Reputation: 13
I have an index which is using a whitespace analyzer - see below:
{
"my-index": {
"settings": {
"index": {
"number_of_shards": "15",
"provided_name": "my-index",
"creation_date": "1638550619099",
"analysis": {
"normalizer": {
"lowercase_normalizer": {
"filter": [
"lowercase",
"asciifolding"
],
"type": "custom",
"char_filter": []
}
},
"analyzer": {
"my_analyzer": {
"filter": [
"lowercase"
],
"char_filter": [],
"tokenizer": "whitespace"
}
}
},
"number_of_replicas": "1",
"uuid": "WrteqKeaTwuGGEXOpckwQw",
"version": {
"created": "7090199"
}
}
}
}
}
I can confirm the analyzer outputs as expected for text with special characters:
!curl -X GET "https://xxx/my-index/_analyze?pretty" -H "Content-Type: application/json" -d'{"analyzer": "my_analyzer","text" : ["This - is - an item"]}'
{
"tokens" : [
{
"token" : "This",
"start_offset" : 0,
"end_offset" : 4,
"type" : "word",
"position" : 0
},
{
"token" : "-",
"start_offset" : 5,
"end_offset" : 6,
"type" : "word",
"position" : 1
},
{
"token" : "is",
"start_offset" : 7,
"end_offset" : 9,
"type" : "word",
"position" : 2
},
{
"token" : "-",
"start_offset" : 10,
"end_offset" : 11,
"type" : "word",
"position" : 3
},
{
"token" : "an",
"start_offset" : 12,
"end_offset" : 14,
"type" : "word",
"position" : 4
},
{
"token" : "item",
"start_offset" : 15,
"end_offset" : 19,
"type" : "word",
"position" : 5
}
]
}
However, when specifying a wildcard query with a special character, in this case "-", I'm unable to get any results back
my_query = {
"query": {
"bool":{
"must":[
{
"wildcard":{
"ec_item_name":{
"value":"-*"
}
}
}
]
}
}
}
I understand that wildcard queries are not analyzed, but I am not understanding how this could apply here anyway. If the whitespace analyzer is specified at index time and is identifying "-" as a word, how is the wildcard query unable to match? It doesn't seem to be a problem for alphanumeric values
Upvotes: 0
Views: 1051
Reputation: 16192
You are almost there. You have properly applied the index settings, as well as the analyzer, is properly defined.

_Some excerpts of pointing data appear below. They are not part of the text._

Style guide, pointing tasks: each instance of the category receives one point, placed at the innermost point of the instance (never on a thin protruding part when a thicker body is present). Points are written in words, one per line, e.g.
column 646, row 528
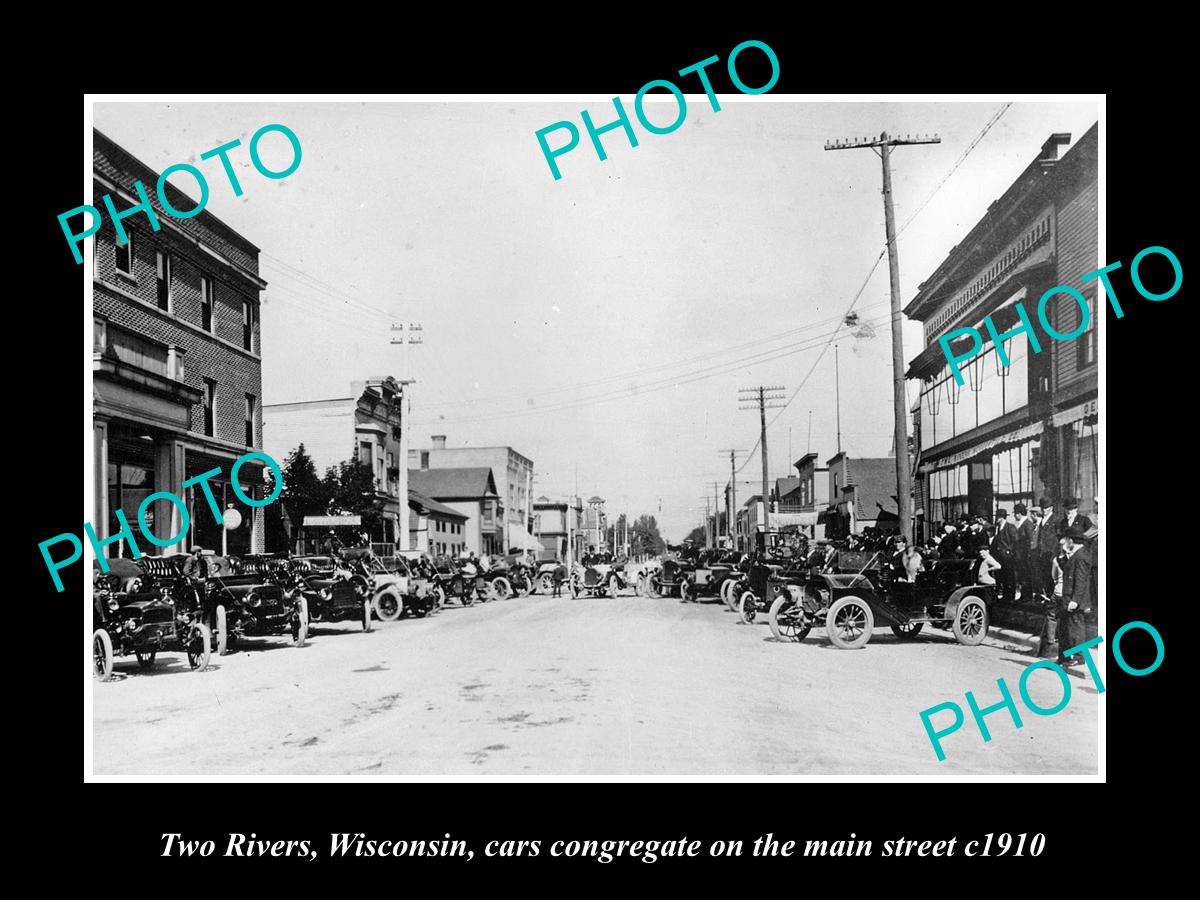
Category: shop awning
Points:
column 995, row 443
column 1075, row 413
column 521, row 539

I believe you have missed adding the analyzer to the field ec_item_name
in the properties of the mapping, due to which the analyzer is not applied to the field.
The index mapping and settings should be:
{
"settings": {
"index": {
"number_of_shards": "15",
"analysis": {
"normalizer": {
"lowercase_normalizer": {
"filter": [
"lowercase",
"asciifolding"
],
"type": "custom",
"char_filter": []
}
},
"analyzer": {
"my_analyzer": {
"filter": [
"lowercase"
],
"char_filter": [],
"tokenizer": "whitespace"
}
}
},
"number_of_replicas": "1"
}
},
"mappings": {
"properties": {
"ec_item_name": {
"type": "text",
"analyzer": "my_analyzer" // note this
}
}
}
}
Index Data
{
"ec_item_name": ["This - is - an item"]
}
Search Query:
{
"query": {
"bool": {
"must": [
{
"wildcard": {
"ec_item_name": {
"value": "-*"
}
}
}
]
}
}
}
Search Result:
"hits": [
{
"_index": "70218546",
"_type": "_doc",
"_id": "1",
"_score": 1.0,
"_source": {
"ec_item_name": [
"This - is - an item"
]
}
}
]
Upvotes: 0